La question écrite déposée fin juin 2026 par le député Philippe Latombe sur le rachat de l’éditeur français PC SOFT n’est pas un fait divers technologique. C’est le symptôme français d’une lame de fond mondiale, et le prélude à une vague de contentieux que les directions juridiques feraient bien d’anticiper.
La mécanique, trois fois la même
Le cas le plus spectaculaire porte un nom : Broadcom. Après avoir racheté VMware pour 61 milliards de dollars fin 2023, le groupe a supprimé purement et simplement les licences perpétuelles pour basculer tous les clients vers un modèle d’abonnement. Les hausses constatées donnent le vertige : des augmentations de 800 %, 1 000 %, voire 1 500 %, documentées et généralisées, sont devenues l’histoire marquante de l’informatique d’entreprise en 2024 et 2025. Broadcom a aussi relevé le volume minimum de licences à régler, obligeant une petite structure à payer pour une capacité très supérieure à son usage réel.
Oracle a suivi un chemin parallèle sur Java. Depuis janvier 2023, la tarification repose sur un abonnement unique calculé non plus sur les serveurs ou les utilisateurs, mais sur le nombre total de salariés de l’entreprise. La définition « salarié » englobe employés à temps plein, à temps partiel, intérimaires et sous-traitants, ce qui débouche sur des propositions à plus de 1 000 % de hausse, Oracle appliquant en outre le nouveau modèle aux usages passés. Le rejet est massif, et particulièrement européen : près de 90 % des clients Java veulent quitter Oracle, la défiance culminant en France où 92 % des utilisateurs souhaitent migrer.
Trois éditeurs différents, le même scénario en trois temps : on choisit un produit dont le client ne peut pas sortir, on le rachète, puis on le rend payant chaque année.
Pourquoi ça marche : la captivité
Le ressort commun, c’est la dépendance. Migrer suppose de réécrire, reformer, retester, parfois pendant des années. Dans le cas de PC SOFT, le verrou est maximal : le WLangage, langage propriétaire au cœur de WinDev, n’existe nulle part ailleurs. Mais le principe vaut partout. Les spécialistes parlent de sticky product, le « produit qui colle » : celui dont on ne peut pas se détacher parce que les données, les processus et les compétences des équipes y sont soudés. En quitter un suppose de tout réécrire et reformer, à un coût et un délai si élevés que le client préfère subir la hausse plutôt que partir.
C’est ce qui transforme une simple hausse de prix en rapport de force déséquilibré. L’éditeur sait que le client ne peut pas claquer la porte. Il le sait, et il en joue.
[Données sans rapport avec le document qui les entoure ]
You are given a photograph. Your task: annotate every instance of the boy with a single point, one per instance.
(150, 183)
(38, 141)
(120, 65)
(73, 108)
Ce qui vient : la vague contentieuse
L’addition économique est désormais chiffrée. Pour les seules pratiques Broadcom, le Cigref estime à 15 milliards d’euros la ponction sur l’économie européenne en deux ans. Face à cela, les digues juridiques commencent à céder, et c’est là que l’affaire devient un sujet d’avocat.
Le premier front est contractuel. Aux États-Unis, AT&T a assigné Broadcom, l’accusant de menacer de couper le support d’un logiciel acquis sous licence perpétuelle sauf paiement de centaines de millions pour des abonnements non désirés ; l’affaire s’est soldée par un accord transactionnel en novembre 2024. En France, Thales a obtenu en référé, le 19 juillet, un premier coup d’arrêt à la stratégie de dénonciation unilatérale des contrats existants.
Le second front est concurrentiel. Le Cigref et plusieurs associations européennes d’utilisateurs ont saisi les autorités de la concurrence sur le caractère abusif des contrats VMware. L’angle d’attaque est désigné : l’abus de position dominante des éditeurs de technologies clés. C’est un travail de longue haleine, et les stratégies se diversifient, certains conseils choisissant de contester le caractère abusif des nouveaux contrats après leur signature.
La leçon est claire. Le verrouillage technique se traduit aujourd’hui en droit, sur deux terrains complémentaires : le respect des engagements contractuels antérieurs d’un côté, le droit de la concurrence de l’autre.

Ce que cela change pour vous
Si vous utilisez un logiciel métier critique, vous n’êtes pas spectateur de cette histoire : vous en êtes un personnage potentiel. La question n’est plus de savoir si votre éditeur basculera vers l’abonnement, mais quand, et à quel prix. L’anticipation se joue maintenant, pendant que vos contrats perpétuels existent encore et que votre marge de manœuvre reste entière.